Pendant que j’écris ces lignes, passent devant la fenêtre de mon bureau, quantité de cyclistes mais aussi des marcheurs ou encore des coureurs de fond quand ce ne sont pas des cavaliers. Depuis le début de la pandémie, une réappropriation de l’espace et du temps est en cours. En fait, ce phénomène était déjà là avant la crise qui l’a amplifié. Moi, j’y vois un signe du « monde d’après » tant attendu et déjà si vite oublié par certains. Pourtant le monde de demain se prépare dès maintenant. Comme toujours me direz-vous ; oui, à la différence près qu’il y a des chances pour que le monde de demain se fasse… sans notre humanité ! Toutefois, je ne veux pas être un prophète d’apocalypse, cela serait mal venu à cause du Christ, notre espérance ! Je vous propose un extrait du bloc-notes du 24 juin (st Jean Baptiste ???) de Jean-Claude Guillebaud : « Minées par les exclusions, le chômage et les précarités nouvelles, nos sociétés vivent tant bien que mal en reconstituant, à la base, des formes de liens et de micro-solidarités.

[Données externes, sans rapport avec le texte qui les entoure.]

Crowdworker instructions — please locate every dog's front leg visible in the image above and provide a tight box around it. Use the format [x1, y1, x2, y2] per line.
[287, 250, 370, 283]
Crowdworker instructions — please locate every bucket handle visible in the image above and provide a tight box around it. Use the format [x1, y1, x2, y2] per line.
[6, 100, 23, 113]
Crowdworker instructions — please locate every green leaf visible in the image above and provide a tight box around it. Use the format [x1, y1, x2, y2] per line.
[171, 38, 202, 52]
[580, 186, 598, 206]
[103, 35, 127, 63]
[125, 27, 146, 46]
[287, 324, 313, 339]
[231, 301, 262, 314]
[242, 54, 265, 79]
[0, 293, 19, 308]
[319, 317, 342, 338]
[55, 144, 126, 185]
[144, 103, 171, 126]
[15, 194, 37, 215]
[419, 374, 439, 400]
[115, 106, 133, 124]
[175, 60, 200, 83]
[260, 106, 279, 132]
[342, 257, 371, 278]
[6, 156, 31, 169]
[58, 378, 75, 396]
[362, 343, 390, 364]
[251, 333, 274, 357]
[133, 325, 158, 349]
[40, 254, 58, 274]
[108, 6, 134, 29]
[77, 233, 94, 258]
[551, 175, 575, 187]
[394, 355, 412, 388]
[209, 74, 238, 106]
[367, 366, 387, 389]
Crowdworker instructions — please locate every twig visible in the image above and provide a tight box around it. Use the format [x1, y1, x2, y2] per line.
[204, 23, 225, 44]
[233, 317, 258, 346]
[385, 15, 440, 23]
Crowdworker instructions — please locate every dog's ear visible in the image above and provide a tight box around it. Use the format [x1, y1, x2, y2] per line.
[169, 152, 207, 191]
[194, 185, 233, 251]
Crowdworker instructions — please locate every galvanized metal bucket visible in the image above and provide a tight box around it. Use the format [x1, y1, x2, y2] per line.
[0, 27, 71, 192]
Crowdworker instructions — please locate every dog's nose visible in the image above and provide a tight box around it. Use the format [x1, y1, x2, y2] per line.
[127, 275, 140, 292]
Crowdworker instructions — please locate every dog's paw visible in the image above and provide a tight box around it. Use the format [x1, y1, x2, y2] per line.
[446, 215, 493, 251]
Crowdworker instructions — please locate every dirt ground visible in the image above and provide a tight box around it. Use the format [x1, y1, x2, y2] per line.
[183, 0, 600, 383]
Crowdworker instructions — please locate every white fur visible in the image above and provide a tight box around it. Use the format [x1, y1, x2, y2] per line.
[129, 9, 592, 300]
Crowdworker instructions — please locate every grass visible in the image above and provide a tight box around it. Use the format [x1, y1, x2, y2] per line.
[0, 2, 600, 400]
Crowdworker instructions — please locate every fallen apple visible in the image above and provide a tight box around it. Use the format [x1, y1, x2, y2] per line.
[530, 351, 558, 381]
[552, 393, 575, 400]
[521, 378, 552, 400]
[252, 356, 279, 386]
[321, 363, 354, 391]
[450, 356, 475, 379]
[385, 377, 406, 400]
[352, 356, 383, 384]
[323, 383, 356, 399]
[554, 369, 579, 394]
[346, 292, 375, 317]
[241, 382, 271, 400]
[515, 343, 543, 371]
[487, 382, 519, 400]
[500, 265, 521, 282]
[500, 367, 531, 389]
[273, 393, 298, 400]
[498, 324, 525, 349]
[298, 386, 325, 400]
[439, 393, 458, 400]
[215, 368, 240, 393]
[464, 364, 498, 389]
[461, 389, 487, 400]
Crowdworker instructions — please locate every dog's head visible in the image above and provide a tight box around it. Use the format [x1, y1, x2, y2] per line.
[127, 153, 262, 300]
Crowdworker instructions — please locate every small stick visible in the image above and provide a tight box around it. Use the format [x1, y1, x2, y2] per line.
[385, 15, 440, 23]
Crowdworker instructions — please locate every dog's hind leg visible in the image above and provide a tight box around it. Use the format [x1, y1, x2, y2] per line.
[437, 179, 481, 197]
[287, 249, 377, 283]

Après 45 ans de crise, alors que la dislocation menace, la cohésion est sauvée par l’action de quelques centaines de milliers de travailleurs sociaux, bénévoles, animateurs de mouvements associatifs que l’on pourrait comparer à des sentinelles du désastre… Nos sociétés sont pourtant loin d’être passives ou découragées… Elles ont rarement été aussi inventives, têtues, mobilisées. Mais c’est à un autre niveau qu’elles agissent, celui de la proximité, de la quotidienneté, de l’urgence locale. C’est à travers ces micro-utopies, réalisées hors marché et hors médias que s’invente le monde de demain ». Plus loin, l’essayiste journaliste parle de « vie vivante » oubliée des médias  (in La Vie, 3956) ! Voilà en tout cas, me semble-t-il, un chrétien qui n’est pas prophète de malheur. Ouf, son regard sans compromis est réaliste et évangélique !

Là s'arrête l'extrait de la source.